Mixed Precision PointPillars for Efficient 3D Object Detection with TensorRT

LIDAR 3D object detection is one of the important tasks for autonomous vehicles. Ensuring that this task operates in real-time is crucial. Toward this, model quantization can be used to accelerate the runtime. However, directly applying model quantization often leads to performance degradation due to LIDAR’s wide numerical distributions and extreme outliers. To address the wide numerical distribution, we proposed a mixed precision framework designed for PointPillars. Our framework first searches for sensitive layers with post-training quantization (PTQ) by quantizing one layer at a time to 8-bit integer (INT8) and evaluating each model for average precision (AP). The top-k most sensitive layers are assigned as floating point (FP). Combinations of these layers are greedily searched to produce candidate mixed precision models, which are finalized with either PTQ or quantization-aware training (QAT).
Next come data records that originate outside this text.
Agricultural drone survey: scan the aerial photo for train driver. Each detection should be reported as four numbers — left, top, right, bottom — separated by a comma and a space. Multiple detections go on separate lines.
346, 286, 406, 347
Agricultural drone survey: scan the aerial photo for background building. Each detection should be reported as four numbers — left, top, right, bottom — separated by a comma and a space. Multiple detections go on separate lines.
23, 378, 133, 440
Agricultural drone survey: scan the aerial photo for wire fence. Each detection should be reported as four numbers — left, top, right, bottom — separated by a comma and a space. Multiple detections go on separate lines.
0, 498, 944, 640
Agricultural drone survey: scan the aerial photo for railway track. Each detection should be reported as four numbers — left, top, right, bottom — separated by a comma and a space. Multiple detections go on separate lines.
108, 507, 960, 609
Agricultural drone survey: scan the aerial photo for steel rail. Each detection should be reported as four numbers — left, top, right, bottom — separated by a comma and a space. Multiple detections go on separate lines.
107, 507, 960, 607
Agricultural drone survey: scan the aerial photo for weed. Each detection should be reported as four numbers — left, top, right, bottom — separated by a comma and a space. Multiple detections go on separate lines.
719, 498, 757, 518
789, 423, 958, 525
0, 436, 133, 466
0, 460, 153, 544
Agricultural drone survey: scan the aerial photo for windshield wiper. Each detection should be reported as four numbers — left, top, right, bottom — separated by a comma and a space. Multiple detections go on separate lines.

Furthermore, to handle outliers, we observe that using a very small number of calibration data reduces the likelihood of encountering outliers, thereby improving PTQ performance. Our methods provides mixed precision models without training in the PTQ pipeline, while our QAT pipeline achieves the performance competitive to FP models. With TensorRT deployment, our mixed precision models offer less latency by up to 2.538 times compared to FP32 models.

💡 Research Summary

The paper addresses the challenge of deploying LIDAR‑based 3D object detection models, specifically PointPillars, on edge devices where real‑time performance is mandatory. While post‑training quantization (PTQ) to 8‑bit integer (INT8) can dramatically reduce memory bandwidth and arithmetic cost, directly applying INT8 to PointPillars leads to severe drops in average precision (AP) because LIDAR point clouds exhibit very wide numerical ranges and contain extreme outliers.
To mitigate these issues, the authors propose a mixed‑precision framework that automatically identifies the most “sensitive” layers and keeps them in higher precision (FP16) while quantizing the remaining layers to INT8. The sensitivity search is performed entirely with PTQ: each layer is individually replaced by an INT8 version, the model is calibrated with a tiny set of calibration frames (four LIDAR sweeps), and the resulting AP40 on the validation set is recorded. Layers that cause the largest AP degradation are deemed sensitive.
Because exhaustively testing all possible subsets of sensitive layers would be combinatorial, the authors adopt a greedy strategy. After ranking layers by sensitivity, they generate k candidate mixed‑precision models by progressively promoting the top‑1, top‑2, …, top‑k layers to FP16 while leaving the rest INT8. Only these k candidates are evaluated, drastically reducing search cost. The selected candidates are then finalized either by a second PTQ pass (re‑calibrating scales) or by quantization‑aware training (QAT) to further close the accuracy gap.
A second key insight concerns the calibration data size. In min‑max PTQ, the scaling factor is determined by the maximum absolute activation observed during calibration. LIDAR data’s sparsity means that a few outlier points can inflate this maximum, leading to large quantization steps and high rounding error. By deliberately limiting calibration to only four frames, the probability of encountering such outliers drops dramatically, resulting in a much smaller scaling factor and a 23.8 % improvement in mean AP compared to using 4 096 frames.
Experiments are conducted on the KITTI 3D detection benchmark using the MMDetection3D framework. FP32 baseline achieves 86.35 % AP40 for the car class. A naïve INT8 PTQ model falls to 27.29 % AP40, confirming the difficulty of direct quantization. Mixed‑precision PTQ models, where the three most sensitive layers (voxel encoder linear, bbox head conv regression, and backbone block 0.3) are kept in FP16, recover AP40 to around 70 % without any additional training. Mixed‑precision QAT models further close the gap, reaching 75.06 % AP40, essentially matching FP32 performance while still using INT8 for the majority of the network.
Latency measurements on TensorRT‑enabled hardware (NVIDIA Jetson Orin and RTX 4070Ti) show that INT8 layers are consistently faster than FP16 or FP32. For example, backbone block 0.0 runs in 0.376 ms as INT8 versus 1.382 ms as FP32. Overall, the mixed‑precision models achieve up to 2.538× lower inference latency compared with the FP32 baseline, while preserving most of the detection accuracy.
In summary, the contributions are threefold: (1) an automated PTQ‑based layer‑sensitivity analysis, (2) a greedy mixed‑precision search that optimizes accuracy rather than latency, and (3) the observation that extremely small calibration sets mitigate outlier‑induced scaling errors. The approach requires no architectural changes, works with standard TensorRT symmetric quantization, and demonstrates that high‑accuracy, low‑latency 3D object detection is feasible on resource‑constrained platforms.